Vor vielen Jahren traf ich auf meinen Reisen irgendwo weit jenseits des Äquators einen besonderen Menschen. Im kühlen Schatten im inneren Hof eines einfachen Hotels sprach ich ihn an. Wir setzten uns und sprachen, um dem staubigen und lauten Alltag in Afrika ein wenig zu entfliehen. Bis das Licht um uns herum golden wurde und der Abend begann.
"Wie schaffst du es um die Welt zu reisen? Mit deiner Familie?", fragte ich ihn.
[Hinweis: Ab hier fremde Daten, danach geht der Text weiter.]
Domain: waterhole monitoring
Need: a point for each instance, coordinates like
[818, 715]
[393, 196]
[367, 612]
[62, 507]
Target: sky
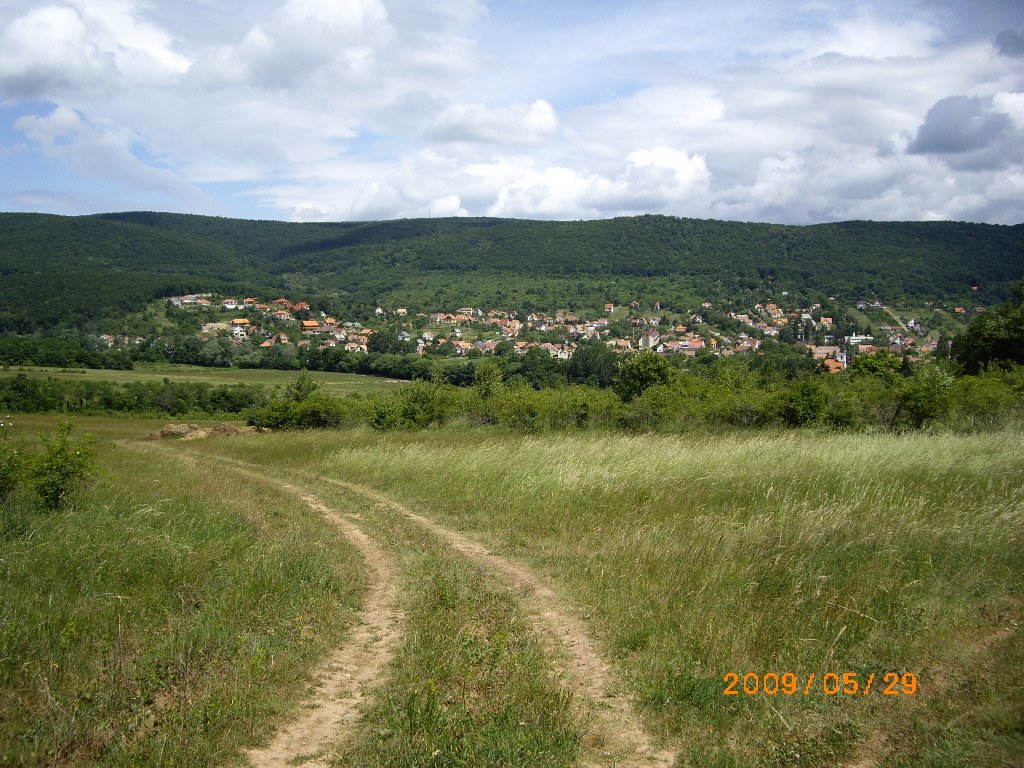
[367, 110]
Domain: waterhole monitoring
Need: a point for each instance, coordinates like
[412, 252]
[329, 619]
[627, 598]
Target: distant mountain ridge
[70, 271]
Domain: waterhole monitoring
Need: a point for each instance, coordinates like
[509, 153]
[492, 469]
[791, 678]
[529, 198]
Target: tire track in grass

"Ich mache es.", antwortete er.
Eine weitere dumme Frage von mir oder wieder meine (oft hinderliche) Eigenschaft zu viel zu denken? Das schoss mir durch den Kopf. - Das war meine Art des Denkens, seiner völlig entgegengesetzt. Um den Rahmen des Blogartikels (es ist kein Roman) nicht zu sprengen, zoome ich jetzt diese Szene mit der Schilderung langsam aus. Am Abend kam seine Familie. Eine Frau und vier Kinder. Wir sagten fröhlich "Hallo" und machten in dem goldenen Licht der Abendsonne ein paar Fotos. Bis das Licht im bläulichen Schwarz verschwand und der Mond aufging, saßen wir beisammen. Bis ich mich dankbar verabschiedete. Was hatte ich von diesem Mann gelernt? Das werde ich jetzt in diesem Artikel schreiben.
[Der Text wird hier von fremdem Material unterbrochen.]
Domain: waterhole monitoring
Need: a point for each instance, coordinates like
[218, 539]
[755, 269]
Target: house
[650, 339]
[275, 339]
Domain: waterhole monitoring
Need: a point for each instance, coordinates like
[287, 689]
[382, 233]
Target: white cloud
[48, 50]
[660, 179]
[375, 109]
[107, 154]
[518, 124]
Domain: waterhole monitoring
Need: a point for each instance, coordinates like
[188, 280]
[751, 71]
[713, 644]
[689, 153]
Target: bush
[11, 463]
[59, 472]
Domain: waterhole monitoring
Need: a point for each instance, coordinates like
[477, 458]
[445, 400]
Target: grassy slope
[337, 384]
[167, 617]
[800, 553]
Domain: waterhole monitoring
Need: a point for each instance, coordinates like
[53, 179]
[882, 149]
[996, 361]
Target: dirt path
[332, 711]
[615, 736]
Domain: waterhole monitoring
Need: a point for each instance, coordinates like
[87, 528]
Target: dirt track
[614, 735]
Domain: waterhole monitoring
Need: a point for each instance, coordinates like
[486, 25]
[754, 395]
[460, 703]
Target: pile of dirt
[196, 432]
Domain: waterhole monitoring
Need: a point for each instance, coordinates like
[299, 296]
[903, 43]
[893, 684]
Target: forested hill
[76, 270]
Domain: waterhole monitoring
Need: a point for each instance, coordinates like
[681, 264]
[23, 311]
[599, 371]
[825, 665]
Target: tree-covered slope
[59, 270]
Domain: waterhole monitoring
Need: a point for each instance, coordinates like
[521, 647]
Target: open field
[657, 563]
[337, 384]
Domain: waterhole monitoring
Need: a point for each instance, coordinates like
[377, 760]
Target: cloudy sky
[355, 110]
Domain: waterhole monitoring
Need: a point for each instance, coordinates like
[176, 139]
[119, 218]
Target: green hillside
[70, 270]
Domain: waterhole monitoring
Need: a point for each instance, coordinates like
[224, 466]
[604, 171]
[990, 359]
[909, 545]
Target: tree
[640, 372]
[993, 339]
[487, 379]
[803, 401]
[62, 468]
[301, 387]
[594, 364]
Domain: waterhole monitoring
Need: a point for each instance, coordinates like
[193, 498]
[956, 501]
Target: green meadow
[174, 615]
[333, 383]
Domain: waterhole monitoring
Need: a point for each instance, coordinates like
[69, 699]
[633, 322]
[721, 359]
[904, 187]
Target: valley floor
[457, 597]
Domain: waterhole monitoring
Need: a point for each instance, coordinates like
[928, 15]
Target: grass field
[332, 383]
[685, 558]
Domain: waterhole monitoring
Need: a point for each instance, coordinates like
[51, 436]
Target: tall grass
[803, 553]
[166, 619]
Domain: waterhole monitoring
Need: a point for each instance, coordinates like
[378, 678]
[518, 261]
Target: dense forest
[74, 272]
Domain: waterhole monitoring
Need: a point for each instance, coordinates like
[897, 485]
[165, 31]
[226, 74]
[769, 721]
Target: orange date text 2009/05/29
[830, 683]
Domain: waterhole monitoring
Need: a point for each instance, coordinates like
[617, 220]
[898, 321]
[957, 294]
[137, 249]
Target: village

Seit diesem Tag hatte ich das Geheimnis des Mannes immer in meinem Portemonnaie, das ist die Geldbörse, mit dabei. Das Geheimnis immer in der Hosentasche. Wo immer ich auch hin gehen sollte. Klingt das mysteriös? In Ordnung, mache ich kein Geheimnis daraus: Der Mann war ein NLP-Experte. Neuro-Linguistische Programmierung - ist ein weites Feld und schwierig überhaupt das Gebiet in Worte zu fassen. Ich versuche es: NLP ist eine Kunst eine andere Welt dadurch zu erschaffen, dass man seine Wörter über sie überdenkt und vielleicht dann diese Wörter ändert. Kann man das mit einem Zauberspruch vergleichen? Ja, das geht. Das finde ich sehr atmosphärisch, und es gibt dem Leben ein emotionales Gefühl, wie viele es vielleicht in der Kindheit gekannt haben. Es geht darum, wie einer denkt und was dann im Leben mit ihm - oder besser aus ihm heraus - passiert.
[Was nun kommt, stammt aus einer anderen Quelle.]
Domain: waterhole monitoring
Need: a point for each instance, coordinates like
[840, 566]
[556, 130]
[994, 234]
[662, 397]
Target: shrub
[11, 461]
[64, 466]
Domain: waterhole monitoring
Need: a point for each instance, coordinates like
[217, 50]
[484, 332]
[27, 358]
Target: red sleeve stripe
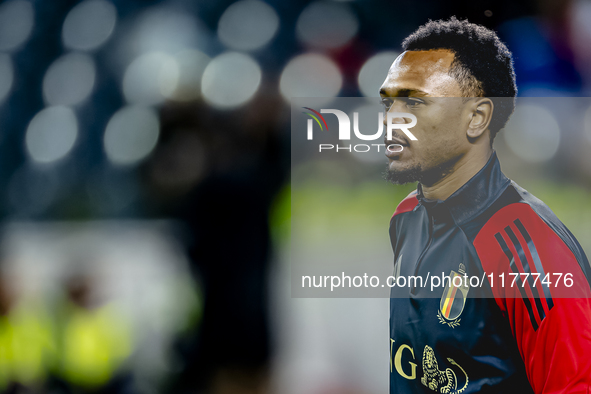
[524, 297]
[526, 270]
[537, 262]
Ich denke oft viel über Dinge nach und sitze jetzt in einem Straßencafe, um durch das Schreiben den Dingen noch mal auf den Grund zu gehen. Ich will etwas aus meinen Erinnerungen herausdestillieren. Andere sitzen im Cafe, weil sie mehr fühlen oder anders denken. Wieder andere machen mal dies, mal das und es fühlt sich alles stimmig und gut an. Also wenn es sich nicht stimmig und gut anfühlt, kann das ein Grund sein, seine Auffassungen über das Leben zu ändern?
Das geht auch versuchsweise und ich würde es immer auch so machen. Try and Error. Ich stelle mir etwas vor, wie etwas sei. Mein archetypisch unsympathischer Nachbar kann dann - versteckte - nette Seiten haben. Auch wenn er sie selber noch gar nicht kennt, kann es einen geben, der sie entdeckt. Dieser eine kannst du sein und damit wird das Leben märchenhaft entspannt. Also denken wir uns mal jetzt die Welt, wie sie uns gefällt. So wie Pippi Langstrumpf schon sang.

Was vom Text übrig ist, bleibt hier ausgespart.